There are various aspects to linguistic drift to consider. The example that comes to mind is American Southern English, which preserves archaic words like "yonder", but also pushes the vowel shift such that using "drunk" as the past-tense of "drink" is necessary because "drink" and "drank" are pronounced more or less the same[1]. See also: Yorkshire English preserving rimnants of thou and thee long after they fell into disuse in most other dialects.
There's also the matter of top-down influences. Using English again, most of our whacky spelling comes from the establishing of standards more or less mid vowel-shift, so everyone kept writing for the old pronunciation, but speaking with the new. There's also the way in which "thou" fell out of use, which is to say, it became seen as rude and low-class[2], which trickled to the rest of the Anglophone world from the well-connected politeness-influencers of the Elizabethan era. Compare to the 20th and 21st centuries, where regional dialects in the US rapidly started to flatten with the spread of mass media, especially movies and national television programs. The English of today is certainly mutually understandable with the English of the earliest audio recordings, but I doubt many would have trouble distinguishing Edwardian English from Millennial English, for most dialects.
As for life-span, life expectancy has increased over the past 150 years, but mass media and the overall rate of cultural and technological change has made it such that one could argue that Millennials and GenZ are speaking different dialects from their grandparents, especially if they're from a region with less media influence. Meanwhile, the life-expectancy among American Southerners, and indeed most of their ancestors all the way back to the Scotch Irish[3], have generally had below-average life-expectancies, but have arguably been slower to change.
My conclusion, then, is that, if longer life-spans would slow linguistic drift, it must come with the old having a great deal of cultural influence, and perhaps even some stagnation besides. It seems that things like pronunciation are more likely to change randomly, whereas the loss of archaic words and phrases is more likely to come from being connected to the wider cultural influencers. Isolation and rurality seem better predictors of archaicisms than lifespan, but it seems that isolation and rurality negatively correlate with lifespan. So long-lived, insular, gerintocratic rural subcultures seem like the most stable.
- [1] There are many dialects under the "American Southern" umbrella. I don't even think "American Southern" is an official term. And there's a lot of local variation as well. Generally speaking for the set of dialects I'm most familiar with, though, the drink/drank merger was pretty prevalent before the internet and affordable cable.
- [2] To grossly oversimplify, anyway. It's more like "thou" (or "thu", because I have no idea how to get my phone to type thorn) was the second-person singular, then the French introduced the T-V distinction, and also took over polite society, so using "thou" the old way was a peasantly trait. Then using it at all.
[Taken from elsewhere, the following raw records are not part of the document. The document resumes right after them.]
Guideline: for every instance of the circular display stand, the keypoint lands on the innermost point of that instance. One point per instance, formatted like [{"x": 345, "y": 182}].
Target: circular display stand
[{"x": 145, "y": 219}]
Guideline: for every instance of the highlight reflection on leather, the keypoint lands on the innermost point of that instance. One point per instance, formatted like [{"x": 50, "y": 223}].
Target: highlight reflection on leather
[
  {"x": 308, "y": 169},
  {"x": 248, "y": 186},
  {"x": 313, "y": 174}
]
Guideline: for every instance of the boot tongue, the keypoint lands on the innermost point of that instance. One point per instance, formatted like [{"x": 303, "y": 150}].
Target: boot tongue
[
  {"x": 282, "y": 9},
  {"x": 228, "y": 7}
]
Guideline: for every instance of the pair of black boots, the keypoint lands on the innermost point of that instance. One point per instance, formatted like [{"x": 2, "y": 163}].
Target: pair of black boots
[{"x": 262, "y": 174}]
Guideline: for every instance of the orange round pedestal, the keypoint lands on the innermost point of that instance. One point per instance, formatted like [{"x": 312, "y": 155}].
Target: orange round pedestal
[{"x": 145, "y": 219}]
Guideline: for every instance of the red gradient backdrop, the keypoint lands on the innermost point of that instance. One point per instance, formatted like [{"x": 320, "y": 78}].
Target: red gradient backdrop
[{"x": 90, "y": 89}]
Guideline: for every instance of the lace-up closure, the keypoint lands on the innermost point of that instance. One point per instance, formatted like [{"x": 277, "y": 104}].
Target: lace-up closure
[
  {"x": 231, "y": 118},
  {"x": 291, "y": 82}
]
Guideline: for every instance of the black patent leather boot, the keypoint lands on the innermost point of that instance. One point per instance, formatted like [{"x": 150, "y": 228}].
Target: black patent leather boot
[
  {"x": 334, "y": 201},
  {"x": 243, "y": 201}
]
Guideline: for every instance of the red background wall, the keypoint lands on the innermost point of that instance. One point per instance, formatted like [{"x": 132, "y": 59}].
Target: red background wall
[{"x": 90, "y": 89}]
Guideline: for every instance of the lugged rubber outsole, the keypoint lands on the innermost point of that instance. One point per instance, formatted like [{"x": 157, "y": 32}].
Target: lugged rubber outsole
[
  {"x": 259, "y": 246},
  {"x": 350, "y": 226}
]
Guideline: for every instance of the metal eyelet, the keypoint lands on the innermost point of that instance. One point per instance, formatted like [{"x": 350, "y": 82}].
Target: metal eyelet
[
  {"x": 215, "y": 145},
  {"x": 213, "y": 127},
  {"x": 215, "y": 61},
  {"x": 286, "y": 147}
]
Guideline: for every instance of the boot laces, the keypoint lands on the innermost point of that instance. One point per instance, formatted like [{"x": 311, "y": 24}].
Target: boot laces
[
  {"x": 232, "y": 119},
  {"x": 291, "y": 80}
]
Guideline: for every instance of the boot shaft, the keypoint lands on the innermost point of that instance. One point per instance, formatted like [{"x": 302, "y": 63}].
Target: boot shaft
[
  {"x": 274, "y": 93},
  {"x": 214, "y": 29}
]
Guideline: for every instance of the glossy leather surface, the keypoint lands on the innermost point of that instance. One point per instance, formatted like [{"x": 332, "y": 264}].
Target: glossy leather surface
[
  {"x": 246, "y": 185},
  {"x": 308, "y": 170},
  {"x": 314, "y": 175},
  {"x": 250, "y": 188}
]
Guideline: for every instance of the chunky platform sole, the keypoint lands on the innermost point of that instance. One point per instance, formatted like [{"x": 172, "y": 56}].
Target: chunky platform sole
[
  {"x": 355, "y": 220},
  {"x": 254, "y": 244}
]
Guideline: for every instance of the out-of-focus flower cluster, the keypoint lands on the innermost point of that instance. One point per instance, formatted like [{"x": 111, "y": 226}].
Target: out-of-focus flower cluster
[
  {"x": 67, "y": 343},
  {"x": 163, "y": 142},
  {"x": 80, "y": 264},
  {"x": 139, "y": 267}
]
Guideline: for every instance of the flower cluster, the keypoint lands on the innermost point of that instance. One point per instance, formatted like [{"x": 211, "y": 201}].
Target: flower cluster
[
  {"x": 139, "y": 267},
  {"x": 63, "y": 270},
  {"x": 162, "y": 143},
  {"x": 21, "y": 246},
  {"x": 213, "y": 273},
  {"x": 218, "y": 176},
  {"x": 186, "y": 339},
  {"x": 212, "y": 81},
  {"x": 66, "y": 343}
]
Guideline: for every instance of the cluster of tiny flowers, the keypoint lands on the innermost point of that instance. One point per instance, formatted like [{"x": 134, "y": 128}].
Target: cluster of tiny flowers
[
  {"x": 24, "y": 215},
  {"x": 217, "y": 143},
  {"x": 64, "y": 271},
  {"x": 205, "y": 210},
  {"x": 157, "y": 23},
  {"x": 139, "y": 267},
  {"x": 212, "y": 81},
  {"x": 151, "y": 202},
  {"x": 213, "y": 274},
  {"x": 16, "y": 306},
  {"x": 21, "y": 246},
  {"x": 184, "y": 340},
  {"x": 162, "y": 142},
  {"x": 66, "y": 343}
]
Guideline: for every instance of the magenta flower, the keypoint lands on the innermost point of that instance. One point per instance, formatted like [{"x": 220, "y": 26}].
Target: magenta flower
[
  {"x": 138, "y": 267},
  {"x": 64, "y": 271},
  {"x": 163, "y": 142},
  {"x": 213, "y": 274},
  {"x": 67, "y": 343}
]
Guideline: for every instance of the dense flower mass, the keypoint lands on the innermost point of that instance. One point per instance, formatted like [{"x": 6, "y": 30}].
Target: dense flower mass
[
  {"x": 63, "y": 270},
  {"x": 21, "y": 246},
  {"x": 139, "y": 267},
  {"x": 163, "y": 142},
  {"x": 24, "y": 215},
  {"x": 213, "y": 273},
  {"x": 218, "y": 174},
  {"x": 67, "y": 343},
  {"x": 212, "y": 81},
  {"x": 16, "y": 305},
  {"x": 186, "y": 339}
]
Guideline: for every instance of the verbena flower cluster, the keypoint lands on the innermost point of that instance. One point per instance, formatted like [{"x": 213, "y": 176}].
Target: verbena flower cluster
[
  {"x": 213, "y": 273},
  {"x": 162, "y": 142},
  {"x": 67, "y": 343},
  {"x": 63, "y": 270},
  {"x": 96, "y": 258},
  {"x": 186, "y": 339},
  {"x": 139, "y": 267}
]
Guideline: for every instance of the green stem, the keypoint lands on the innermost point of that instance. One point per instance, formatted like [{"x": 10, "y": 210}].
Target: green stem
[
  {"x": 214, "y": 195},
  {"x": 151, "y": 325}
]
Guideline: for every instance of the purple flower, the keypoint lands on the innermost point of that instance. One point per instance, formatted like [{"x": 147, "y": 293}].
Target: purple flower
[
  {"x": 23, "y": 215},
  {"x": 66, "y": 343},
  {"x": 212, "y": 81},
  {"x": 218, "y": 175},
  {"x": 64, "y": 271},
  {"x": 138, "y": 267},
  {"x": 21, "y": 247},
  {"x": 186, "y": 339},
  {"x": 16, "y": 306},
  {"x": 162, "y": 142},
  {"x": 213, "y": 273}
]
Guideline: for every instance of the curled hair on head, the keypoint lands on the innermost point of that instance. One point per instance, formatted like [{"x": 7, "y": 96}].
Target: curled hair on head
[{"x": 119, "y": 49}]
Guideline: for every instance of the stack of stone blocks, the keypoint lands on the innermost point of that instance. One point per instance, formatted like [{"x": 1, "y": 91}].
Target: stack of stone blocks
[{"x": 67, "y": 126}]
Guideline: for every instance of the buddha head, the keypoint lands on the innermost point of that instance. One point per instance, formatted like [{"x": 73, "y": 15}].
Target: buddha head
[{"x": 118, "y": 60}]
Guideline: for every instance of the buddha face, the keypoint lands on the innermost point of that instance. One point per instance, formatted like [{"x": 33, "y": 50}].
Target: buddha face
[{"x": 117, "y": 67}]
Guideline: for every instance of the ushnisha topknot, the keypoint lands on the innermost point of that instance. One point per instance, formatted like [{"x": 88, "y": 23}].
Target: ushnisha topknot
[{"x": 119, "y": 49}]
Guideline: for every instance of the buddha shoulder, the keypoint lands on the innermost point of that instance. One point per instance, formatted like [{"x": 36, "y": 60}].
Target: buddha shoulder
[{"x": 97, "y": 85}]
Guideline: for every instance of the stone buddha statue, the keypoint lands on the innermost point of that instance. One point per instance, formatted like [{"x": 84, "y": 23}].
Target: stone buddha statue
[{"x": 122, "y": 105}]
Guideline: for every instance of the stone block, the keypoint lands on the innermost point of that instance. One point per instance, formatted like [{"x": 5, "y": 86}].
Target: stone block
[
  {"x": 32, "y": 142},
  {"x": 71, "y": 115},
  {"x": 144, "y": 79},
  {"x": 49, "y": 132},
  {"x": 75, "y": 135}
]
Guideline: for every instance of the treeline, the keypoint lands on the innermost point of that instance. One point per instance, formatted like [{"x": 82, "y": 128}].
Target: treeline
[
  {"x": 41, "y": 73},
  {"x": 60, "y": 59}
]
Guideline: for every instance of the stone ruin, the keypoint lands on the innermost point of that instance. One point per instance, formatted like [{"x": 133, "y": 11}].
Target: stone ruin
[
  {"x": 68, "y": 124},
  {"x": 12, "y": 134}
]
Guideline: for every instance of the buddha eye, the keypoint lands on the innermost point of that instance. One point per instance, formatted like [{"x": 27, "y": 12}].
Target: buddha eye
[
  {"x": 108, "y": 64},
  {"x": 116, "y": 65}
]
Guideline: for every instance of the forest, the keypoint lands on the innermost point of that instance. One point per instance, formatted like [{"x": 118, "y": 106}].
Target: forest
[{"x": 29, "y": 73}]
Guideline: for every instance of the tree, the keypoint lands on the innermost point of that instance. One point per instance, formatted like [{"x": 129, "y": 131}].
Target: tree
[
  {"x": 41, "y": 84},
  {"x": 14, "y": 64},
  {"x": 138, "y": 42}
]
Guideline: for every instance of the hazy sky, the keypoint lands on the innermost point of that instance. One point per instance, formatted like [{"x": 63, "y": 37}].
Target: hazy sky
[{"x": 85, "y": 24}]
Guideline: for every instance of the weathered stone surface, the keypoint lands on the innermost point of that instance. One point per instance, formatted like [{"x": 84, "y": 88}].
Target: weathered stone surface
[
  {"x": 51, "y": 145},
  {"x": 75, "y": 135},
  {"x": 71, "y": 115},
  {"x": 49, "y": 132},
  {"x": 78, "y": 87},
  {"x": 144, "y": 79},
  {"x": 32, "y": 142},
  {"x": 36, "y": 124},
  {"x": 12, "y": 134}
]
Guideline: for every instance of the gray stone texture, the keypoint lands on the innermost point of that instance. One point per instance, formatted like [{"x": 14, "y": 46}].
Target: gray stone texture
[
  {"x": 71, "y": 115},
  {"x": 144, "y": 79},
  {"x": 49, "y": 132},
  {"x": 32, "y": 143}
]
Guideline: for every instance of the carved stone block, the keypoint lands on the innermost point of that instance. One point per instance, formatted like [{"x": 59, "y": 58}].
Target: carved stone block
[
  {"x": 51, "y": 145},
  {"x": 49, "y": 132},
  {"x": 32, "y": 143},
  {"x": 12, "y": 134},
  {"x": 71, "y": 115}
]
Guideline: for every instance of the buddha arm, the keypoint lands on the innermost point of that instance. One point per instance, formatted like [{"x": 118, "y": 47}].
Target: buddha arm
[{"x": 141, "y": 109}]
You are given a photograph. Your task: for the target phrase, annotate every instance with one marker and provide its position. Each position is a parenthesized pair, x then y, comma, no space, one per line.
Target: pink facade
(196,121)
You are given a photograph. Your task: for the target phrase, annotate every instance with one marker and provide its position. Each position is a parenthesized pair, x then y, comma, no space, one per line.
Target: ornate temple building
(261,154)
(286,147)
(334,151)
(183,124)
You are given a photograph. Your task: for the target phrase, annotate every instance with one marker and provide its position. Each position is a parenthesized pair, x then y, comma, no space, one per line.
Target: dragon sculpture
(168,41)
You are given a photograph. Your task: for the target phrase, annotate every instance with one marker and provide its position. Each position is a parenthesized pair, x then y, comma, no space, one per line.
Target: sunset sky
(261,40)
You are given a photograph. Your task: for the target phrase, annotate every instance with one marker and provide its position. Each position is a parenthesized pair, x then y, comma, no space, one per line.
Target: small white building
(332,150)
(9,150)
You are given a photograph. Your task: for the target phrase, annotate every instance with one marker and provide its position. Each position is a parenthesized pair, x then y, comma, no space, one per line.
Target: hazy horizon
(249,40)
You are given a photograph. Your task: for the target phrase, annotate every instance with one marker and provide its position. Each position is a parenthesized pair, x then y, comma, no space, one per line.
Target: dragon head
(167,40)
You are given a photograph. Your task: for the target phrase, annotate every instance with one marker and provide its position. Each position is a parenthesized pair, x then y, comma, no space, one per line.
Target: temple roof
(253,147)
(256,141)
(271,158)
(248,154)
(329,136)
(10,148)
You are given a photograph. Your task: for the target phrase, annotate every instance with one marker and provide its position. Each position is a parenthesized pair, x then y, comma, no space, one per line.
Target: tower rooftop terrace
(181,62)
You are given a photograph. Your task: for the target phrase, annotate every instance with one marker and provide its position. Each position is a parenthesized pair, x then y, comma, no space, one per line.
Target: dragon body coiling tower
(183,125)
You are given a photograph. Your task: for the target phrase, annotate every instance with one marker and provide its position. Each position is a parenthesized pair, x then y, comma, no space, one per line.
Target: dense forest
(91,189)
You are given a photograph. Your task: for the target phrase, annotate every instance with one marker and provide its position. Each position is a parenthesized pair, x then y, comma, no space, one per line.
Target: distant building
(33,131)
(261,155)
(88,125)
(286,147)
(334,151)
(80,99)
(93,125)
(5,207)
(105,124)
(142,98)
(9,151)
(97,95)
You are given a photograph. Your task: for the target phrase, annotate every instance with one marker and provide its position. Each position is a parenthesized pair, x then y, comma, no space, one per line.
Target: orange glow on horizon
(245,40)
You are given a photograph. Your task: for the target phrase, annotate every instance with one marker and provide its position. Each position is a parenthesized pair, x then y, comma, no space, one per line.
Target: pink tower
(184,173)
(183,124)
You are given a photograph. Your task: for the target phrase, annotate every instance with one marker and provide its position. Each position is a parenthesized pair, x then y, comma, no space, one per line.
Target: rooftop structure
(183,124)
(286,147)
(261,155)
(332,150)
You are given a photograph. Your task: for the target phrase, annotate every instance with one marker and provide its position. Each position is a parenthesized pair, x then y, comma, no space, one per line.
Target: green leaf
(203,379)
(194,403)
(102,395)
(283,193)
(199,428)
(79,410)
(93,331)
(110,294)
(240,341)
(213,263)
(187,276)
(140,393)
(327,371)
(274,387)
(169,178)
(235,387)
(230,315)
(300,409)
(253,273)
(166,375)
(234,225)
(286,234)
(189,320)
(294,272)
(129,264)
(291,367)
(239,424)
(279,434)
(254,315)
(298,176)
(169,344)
Interesting that political correctness managed to wipe out a whole pronoun, but profanity remains exactly the same, and even grew stronger over the past generation or two.
- [3] People in the South have always had diverse backgrounds, and those have jointly influenced the resulting dialects. I focus on Scotch-Irish, rather than Cavaliers or the numerous African ethnicities or Indians, because they were saying "yonder" for centuries before coming to America, whereas the others (excepting the Cavaliers) were speaking completely different languages. I should also note that, as of about GenX or so, "yonder" became something of a class marker, such that you can tell a lot about someone under 50 based on whether or not they use it casually. And it rhymes with "under".
* I am not a linguist. On the off chance this answer seems acceptable, please do wait to see if an actual linguist shows up and tears it apart.